This repository contains the implementation of a tool for generating toy datasets that pose reasoning tasks about family trees. It has been created as part of the work for the following paper, and was used to generate a dataset for one of the experiments reported in the same:
Patrick Hohenecker and Thomas Lukasiewicz.
Ontology Reasoning with Deep Neural Networks.
Preprint at https://arxiv.org/abs/1808.07980 (2018).
You are very welcome to use the generator for creating data for your own research. However, in this case, please make sure to cite the paper above. For any questions about the paper or the code provided here, feel free to contact us via e-mail.
Notice: Any data created by the family tree data generator are written to the disk in the rel-data format, which is specified in detail here.
Every sample created by the data generator describes a knowledge graph that specifies a single family tree.
To that end, all individuals in a sample represent persons, and the only facts contained are the genders of the people
involved (specified by means of the unary predicates male
and female
) as well as the immediate ancestor relations
among them (identified by the binary predicate parentOf
).
Besides this, every sample contains a multitude of inferable details, which are supposed to be derived from the facts
mentioned above.
For additional details about the inferences considered, have a look at the ontology that
is used by the data generator, which is specified as an answer set program.
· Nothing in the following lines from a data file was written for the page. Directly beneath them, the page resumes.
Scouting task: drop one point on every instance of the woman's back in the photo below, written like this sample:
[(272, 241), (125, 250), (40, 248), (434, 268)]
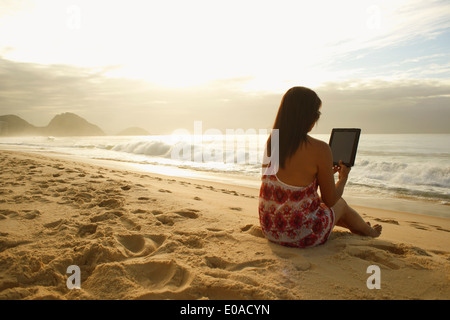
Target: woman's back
[(301, 169)]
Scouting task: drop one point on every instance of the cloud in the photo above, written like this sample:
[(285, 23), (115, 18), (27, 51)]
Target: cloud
[(38, 92)]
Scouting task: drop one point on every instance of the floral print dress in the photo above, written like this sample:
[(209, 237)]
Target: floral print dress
[(293, 216)]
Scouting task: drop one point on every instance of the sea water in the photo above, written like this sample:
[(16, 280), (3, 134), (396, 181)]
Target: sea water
[(401, 166)]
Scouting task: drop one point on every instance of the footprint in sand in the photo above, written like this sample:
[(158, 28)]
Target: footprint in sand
[(8, 213), (217, 262), (390, 255), (188, 213), (130, 224), (418, 225), (253, 230), (391, 221), (139, 245)]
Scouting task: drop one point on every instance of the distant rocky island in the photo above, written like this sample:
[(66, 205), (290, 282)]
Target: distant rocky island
[(65, 124)]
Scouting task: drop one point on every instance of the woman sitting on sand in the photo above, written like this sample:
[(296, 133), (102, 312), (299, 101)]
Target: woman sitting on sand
[(290, 210)]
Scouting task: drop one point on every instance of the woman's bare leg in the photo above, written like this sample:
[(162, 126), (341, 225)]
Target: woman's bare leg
[(348, 218)]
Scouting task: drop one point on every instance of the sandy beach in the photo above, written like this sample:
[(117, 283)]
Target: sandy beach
[(138, 235)]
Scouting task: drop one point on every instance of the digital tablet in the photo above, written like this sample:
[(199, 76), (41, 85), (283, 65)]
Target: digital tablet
[(343, 144)]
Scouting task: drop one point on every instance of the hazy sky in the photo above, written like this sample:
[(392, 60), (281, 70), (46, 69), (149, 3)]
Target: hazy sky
[(383, 66)]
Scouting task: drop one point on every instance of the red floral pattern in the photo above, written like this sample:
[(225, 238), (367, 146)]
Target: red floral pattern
[(293, 216)]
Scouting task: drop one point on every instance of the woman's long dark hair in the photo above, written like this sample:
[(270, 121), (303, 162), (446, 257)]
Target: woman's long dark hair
[(298, 111)]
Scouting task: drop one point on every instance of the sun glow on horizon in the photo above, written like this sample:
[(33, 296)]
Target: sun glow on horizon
[(188, 43)]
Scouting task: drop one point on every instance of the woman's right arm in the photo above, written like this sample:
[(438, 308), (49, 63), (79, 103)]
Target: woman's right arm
[(330, 191)]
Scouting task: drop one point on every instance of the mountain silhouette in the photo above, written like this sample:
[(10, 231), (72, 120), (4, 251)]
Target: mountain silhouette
[(65, 124)]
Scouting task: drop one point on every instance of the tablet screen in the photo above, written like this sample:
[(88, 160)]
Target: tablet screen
[(343, 144)]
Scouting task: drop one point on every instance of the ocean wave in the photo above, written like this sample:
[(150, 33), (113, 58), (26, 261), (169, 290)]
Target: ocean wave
[(208, 152), (405, 174)]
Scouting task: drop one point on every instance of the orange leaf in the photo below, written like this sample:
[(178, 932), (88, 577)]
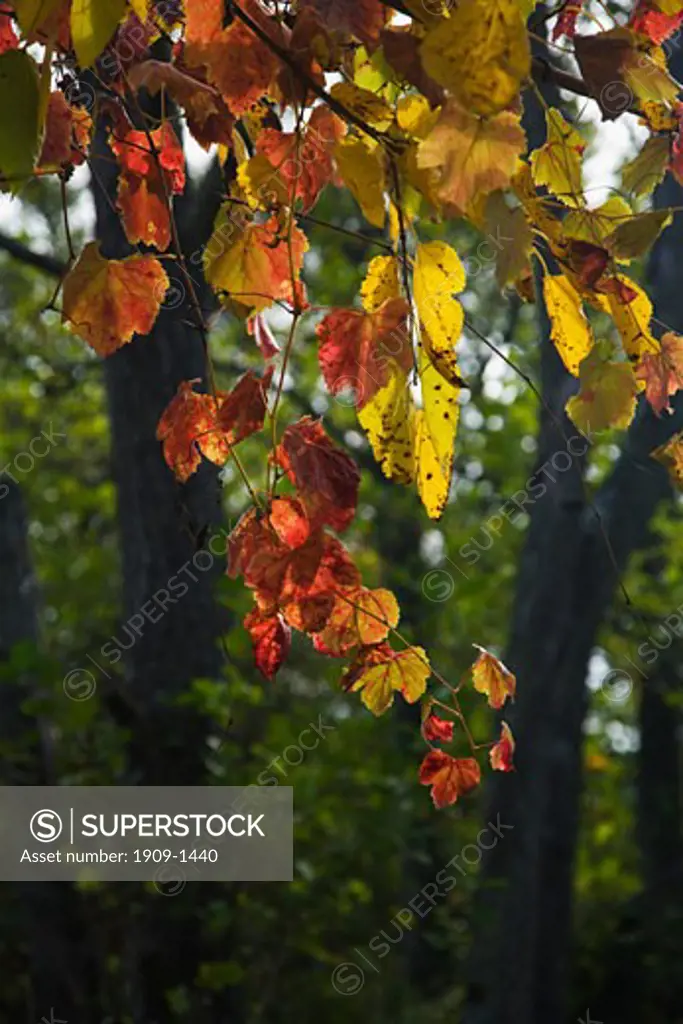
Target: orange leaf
[(8, 38), (449, 777), (271, 638), (240, 64), (108, 301), (502, 752), (363, 18), (435, 728), (326, 477), (209, 119), (492, 678), (356, 348), (359, 617), (150, 175), (306, 161), (474, 156), (663, 373), (187, 426)]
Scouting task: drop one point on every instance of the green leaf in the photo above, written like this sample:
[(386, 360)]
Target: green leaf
[(92, 25), (19, 120)]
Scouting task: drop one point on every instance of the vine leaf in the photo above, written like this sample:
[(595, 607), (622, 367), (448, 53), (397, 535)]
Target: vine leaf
[(108, 301)]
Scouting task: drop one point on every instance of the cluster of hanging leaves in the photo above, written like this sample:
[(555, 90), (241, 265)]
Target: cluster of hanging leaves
[(419, 116)]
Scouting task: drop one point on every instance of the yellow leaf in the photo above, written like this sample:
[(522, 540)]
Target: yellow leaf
[(387, 421), (595, 225), (606, 396), (360, 163), (92, 25), (634, 237), (381, 672), (509, 231), (557, 164), (642, 174), (381, 283), (480, 53), (493, 678), (372, 109), (439, 273), (434, 433), (569, 329), (474, 156)]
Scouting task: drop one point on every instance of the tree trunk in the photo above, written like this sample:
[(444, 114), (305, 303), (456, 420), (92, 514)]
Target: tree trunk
[(567, 578)]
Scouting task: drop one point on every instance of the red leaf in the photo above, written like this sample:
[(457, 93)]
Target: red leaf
[(449, 777), (435, 728), (8, 37), (654, 24), (263, 336), (242, 412), (209, 119), (147, 178), (187, 427), (271, 638), (326, 477), (306, 162), (357, 348), (502, 752), (663, 372), (566, 23)]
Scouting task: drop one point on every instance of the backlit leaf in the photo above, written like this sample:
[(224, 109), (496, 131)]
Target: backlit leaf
[(108, 301), (450, 777)]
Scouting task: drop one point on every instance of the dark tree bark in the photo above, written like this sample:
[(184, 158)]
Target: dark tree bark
[(567, 578)]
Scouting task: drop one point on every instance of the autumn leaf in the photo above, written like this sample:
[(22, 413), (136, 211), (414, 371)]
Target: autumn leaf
[(480, 53), (8, 38), (473, 156), (663, 372), (380, 672), (642, 174), (356, 348), (92, 25), (360, 163), (359, 617), (492, 678), (502, 752), (557, 164), (108, 301), (438, 275), (241, 65), (152, 169), (671, 456), (450, 777), (436, 729), (569, 329), (252, 262), (606, 396), (363, 18), (303, 165), (326, 478), (271, 638), (209, 119)]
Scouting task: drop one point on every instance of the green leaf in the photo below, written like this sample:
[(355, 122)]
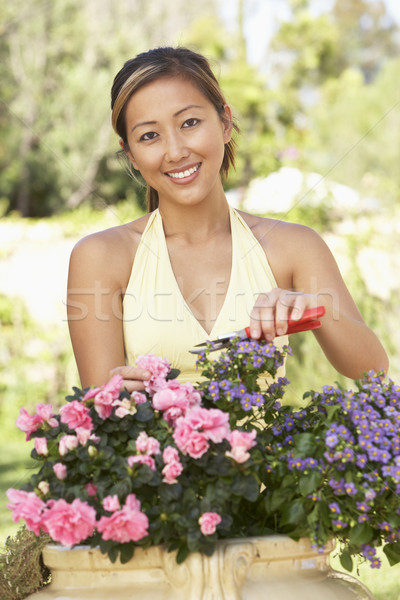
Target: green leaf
[(173, 374), (331, 410), (392, 552), (183, 553), (305, 443), (360, 534), (144, 413), (309, 483), (294, 513), (346, 561)]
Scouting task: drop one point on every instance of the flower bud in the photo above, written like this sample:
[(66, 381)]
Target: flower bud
[(92, 451)]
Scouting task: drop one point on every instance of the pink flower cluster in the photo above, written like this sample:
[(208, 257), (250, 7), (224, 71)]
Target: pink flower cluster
[(70, 524), (198, 426), (241, 442), (127, 524), (31, 423), (173, 466), (106, 397), (157, 367), (208, 523)]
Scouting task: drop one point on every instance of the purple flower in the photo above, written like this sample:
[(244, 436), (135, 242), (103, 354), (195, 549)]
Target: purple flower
[(361, 460), (350, 489), (331, 440)]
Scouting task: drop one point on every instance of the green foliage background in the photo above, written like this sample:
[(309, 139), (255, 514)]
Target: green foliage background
[(325, 98)]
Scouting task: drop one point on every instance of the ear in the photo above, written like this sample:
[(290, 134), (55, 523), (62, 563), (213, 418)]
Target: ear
[(128, 153), (227, 123)]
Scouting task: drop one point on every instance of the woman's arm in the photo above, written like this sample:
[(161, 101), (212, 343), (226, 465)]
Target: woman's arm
[(97, 272), (309, 276)]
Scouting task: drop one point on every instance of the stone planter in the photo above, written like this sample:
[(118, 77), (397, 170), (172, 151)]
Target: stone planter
[(259, 568)]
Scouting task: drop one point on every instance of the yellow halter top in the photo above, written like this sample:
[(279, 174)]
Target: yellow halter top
[(156, 318)]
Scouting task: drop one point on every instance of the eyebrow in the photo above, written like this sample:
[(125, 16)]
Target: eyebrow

All predicates that appear in the same should be self-explanatory.
Running the data generator is as easy as cloning this repository and launching the shell script run-data-gen.sh. Notice, however, that the application depends on numerous Python packages that need to be installed in order to run the same. For a complete list of dependencies, confer setup.py. While you could just install all of the required packages on your machine, a better solution is to create a virtual Conda environment. To that end, the file environment.yaml provides a specification of such an environment that is appropriate for running the data generator.
The following enumeration provides a step-by-step guide for running the family tree data generator in a Conda environment:
-
Download this repository:
$ git clone https://github.com/phohenecker/family-tree-data-gen.git $ cd family-tree-data-gen
-
Create and activate an appropriate Conda environment:
$ conda env create -f environment.yaml # create the environment $ source activate family-tree-data-gen # activate it
Notice that Conda environments can be reused, i.e., the one for the data generator has to be created only once.
-
Run the Python application:
(family-tree-data-gen)$ ./run-data-gen.sh [ARGS]
For a detailed description of how to invoke the data generator and all options that may be provided to the same, refer
to the application's help text.
This is printed, if the application is launched with flag --help
and -h
, respectively:
(family-tree-data-gen)$ ./run-data-gen.sh --help
Important: There are numerous options available, which allow for adjusting the generation process. However, while all of these have default values, there is one positional arg that needs to be provided. This is described in the next section.
The family tree data generator makes use of the DLV system in order to perform symbolic reasoning over family trees by means of the ontology mentioned above. Therefore, you have to download the DLV executable for your platform from the official website, and provide the path to the same as (the only) positional arg:
(family-tree-data-gen)$ ./run-data-gen.sh [OPTIONS] /path/to/dlv
Notice that DLV is free for academic and non-commercial educational use. However, details can be found here.